The lesson that we can all recite in unison? “Slow and steady wins the race.”

It’s probably been twenty years or more since I’ve heard that fable, but I remember what occurred due to the structure of the plot, characters, climax, and resolution involved in storytelling.

Twenty years ago, I would likely have been sitting in Chemistry class, but I don’t know that I could tell you what Avogadro’s number is or why it’s important, despite its repeated use.

If you’re interested in the science behind why storytelling is effective, here is an article about how stories activate our brains.

So, how many stories are you going to have in your repertoire?

Do What You Say You’ll Do

Carl Jung is quoted as saying, “You are what you do, not what you say you’ll do.”
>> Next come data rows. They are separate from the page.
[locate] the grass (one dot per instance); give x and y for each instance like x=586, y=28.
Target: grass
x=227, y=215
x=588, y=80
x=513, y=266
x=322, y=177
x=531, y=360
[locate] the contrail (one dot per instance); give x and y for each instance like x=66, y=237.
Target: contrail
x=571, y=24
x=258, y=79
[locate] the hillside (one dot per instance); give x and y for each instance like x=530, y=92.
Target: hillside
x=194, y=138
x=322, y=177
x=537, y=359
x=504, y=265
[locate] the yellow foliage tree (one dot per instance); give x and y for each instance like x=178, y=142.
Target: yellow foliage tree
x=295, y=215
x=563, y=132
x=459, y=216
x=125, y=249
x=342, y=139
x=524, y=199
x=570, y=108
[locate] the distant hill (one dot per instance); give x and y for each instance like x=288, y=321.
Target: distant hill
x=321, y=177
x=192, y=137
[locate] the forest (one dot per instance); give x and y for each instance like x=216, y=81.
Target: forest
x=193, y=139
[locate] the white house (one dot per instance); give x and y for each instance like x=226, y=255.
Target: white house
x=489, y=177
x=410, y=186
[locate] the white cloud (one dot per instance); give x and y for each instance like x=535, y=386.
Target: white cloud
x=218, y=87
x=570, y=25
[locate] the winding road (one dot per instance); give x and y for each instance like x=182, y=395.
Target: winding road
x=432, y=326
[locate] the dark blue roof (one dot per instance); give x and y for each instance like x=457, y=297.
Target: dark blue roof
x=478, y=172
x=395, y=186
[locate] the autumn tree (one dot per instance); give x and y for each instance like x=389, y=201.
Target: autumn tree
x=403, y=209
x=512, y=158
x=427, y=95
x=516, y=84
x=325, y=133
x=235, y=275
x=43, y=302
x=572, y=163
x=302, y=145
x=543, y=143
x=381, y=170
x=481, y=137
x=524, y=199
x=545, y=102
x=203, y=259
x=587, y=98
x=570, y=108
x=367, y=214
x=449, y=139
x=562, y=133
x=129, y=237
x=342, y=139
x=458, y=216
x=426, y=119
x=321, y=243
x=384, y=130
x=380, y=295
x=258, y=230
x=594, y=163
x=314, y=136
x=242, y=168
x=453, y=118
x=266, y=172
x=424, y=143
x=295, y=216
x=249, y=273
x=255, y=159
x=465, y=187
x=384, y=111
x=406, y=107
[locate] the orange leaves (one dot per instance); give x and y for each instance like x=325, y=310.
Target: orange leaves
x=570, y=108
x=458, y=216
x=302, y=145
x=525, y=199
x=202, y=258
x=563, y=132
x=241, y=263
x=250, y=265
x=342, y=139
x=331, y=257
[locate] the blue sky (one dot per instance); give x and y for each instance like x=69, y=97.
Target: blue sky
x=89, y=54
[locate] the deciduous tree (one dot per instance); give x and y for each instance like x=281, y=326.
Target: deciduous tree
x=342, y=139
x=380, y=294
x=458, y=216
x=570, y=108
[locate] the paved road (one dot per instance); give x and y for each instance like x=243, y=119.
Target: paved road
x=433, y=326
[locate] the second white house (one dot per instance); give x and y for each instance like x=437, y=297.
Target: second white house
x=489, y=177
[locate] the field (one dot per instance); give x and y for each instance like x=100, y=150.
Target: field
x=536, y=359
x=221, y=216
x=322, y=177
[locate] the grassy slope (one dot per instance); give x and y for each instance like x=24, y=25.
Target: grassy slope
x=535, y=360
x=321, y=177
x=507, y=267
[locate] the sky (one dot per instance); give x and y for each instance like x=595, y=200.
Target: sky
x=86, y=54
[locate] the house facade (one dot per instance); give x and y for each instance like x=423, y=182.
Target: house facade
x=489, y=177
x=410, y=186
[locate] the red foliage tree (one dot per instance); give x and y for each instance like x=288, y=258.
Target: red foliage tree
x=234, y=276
What you do, or don’t do, is the foundation of your reputation to others. We’ve all heard that someone’s reputation precedes them, and a reputation can often tell others more about you than any words you may communicate. Shouldn’t you be a shining example for who and what we are?

Credibility

When we can’t live up to doing what we say we will do, we lose our credibility. It’s like putting a question mark at the end of every promise we make and every position we take. Would you really want to take a chance on losing that trust? We have many other things to overcome without having to rebuild credibility.
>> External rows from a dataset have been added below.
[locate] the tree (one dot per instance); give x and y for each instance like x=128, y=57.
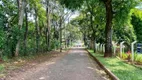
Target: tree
x=21, y=6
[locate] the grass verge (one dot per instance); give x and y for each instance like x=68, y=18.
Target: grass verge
x=122, y=70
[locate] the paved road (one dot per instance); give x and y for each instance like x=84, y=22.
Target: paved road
x=76, y=65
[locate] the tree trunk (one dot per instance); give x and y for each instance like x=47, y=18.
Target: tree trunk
x=36, y=29
x=26, y=32
x=60, y=34
x=48, y=24
x=20, y=23
x=108, y=29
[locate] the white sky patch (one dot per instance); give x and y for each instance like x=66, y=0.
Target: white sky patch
x=72, y=16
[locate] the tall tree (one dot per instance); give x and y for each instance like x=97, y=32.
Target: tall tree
x=21, y=6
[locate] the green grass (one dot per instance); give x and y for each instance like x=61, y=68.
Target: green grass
x=1, y=67
x=122, y=70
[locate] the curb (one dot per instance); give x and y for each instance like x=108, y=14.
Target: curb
x=111, y=75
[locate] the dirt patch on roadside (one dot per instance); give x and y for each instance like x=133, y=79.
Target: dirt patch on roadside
x=20, y=65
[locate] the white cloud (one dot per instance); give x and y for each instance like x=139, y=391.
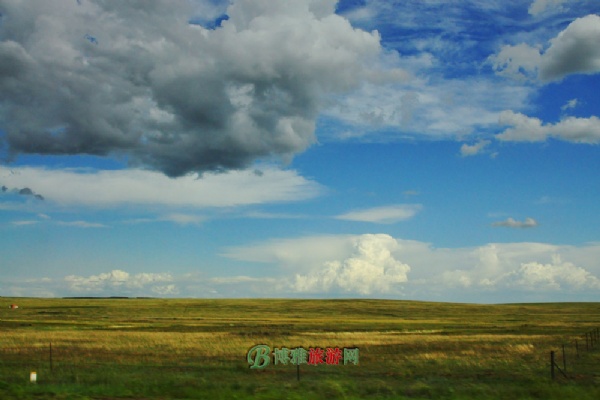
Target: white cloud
x=183, y=219
x=570, y=105
x=370, y=268
x=118, y=282
x=530, y=129
x=82, y=224
x=474, y=149
x=519, y=62
x=541, y=6
x=383, y=215
x=512, y=223
x=552, y=276
x=139, y=187
x=574, y=51
x=429, y=107
x=361, y=264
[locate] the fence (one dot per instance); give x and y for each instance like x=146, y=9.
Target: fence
x=592, y=338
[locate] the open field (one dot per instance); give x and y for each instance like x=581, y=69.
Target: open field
x=184, y=348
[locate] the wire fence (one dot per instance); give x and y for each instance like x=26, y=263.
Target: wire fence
x=570, y=353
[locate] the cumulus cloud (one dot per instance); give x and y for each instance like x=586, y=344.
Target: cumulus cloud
x=531, y=129
x=551, y=276
x=23, y=191
x=512, y=223
x=361, y=264
x=383, y=215
x=519, y=62
x=168, y=94
x=111, y=188
x=541, y=6
x=474, y=149
x=570, y=105
x=371, y=268
x=573, y=51
x=118, y=282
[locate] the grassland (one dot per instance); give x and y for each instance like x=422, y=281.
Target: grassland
x=188, y=349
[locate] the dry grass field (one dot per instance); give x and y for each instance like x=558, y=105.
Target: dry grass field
x=193, y=349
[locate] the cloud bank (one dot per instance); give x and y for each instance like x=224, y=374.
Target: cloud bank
x=574, y=51
x=139, y=80
x=112, y=188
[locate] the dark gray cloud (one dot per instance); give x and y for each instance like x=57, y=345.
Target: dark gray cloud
x=136, y=79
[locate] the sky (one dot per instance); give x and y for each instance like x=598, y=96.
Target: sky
x=421, y=150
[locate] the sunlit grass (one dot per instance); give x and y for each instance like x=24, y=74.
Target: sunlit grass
x=197, y=348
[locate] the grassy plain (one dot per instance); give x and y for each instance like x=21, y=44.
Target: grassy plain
x=196, y=349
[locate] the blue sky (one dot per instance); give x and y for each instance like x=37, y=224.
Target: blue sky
x=428, y=150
So, how can we make sure we live up to our reputation?

Reputation

First, don’t take on too much. Often, we see a void and we step up to fill it. As a former leader in the service industry, I realize that we often over promise and under deliver, but if we flip that, we can make sure we meet our commitments by setting reasonable expectations and wowing with our results. Switch to an “underpromise, overdeliver” approach and see the results of keeping things under control.

Next, honestly evaluate the level of effort or time necessary to do a good job meeting the commitments you make. Something may seem to be quick or easy on the surface, but it can really bite you when it’s more complex than you first thought. Being honest about what it will take, along with not taking on too much will help you to do what you say you’ll do.

Explain, Don’t Excuse

Finally, when you can’t make things happen on the timeline you’ve set, make sure you offer explanations, not excuses. Excuses are flimsy, and the real reason is often the better route, especially if it’s humbling.

Are you ready to do what you way you’ll do?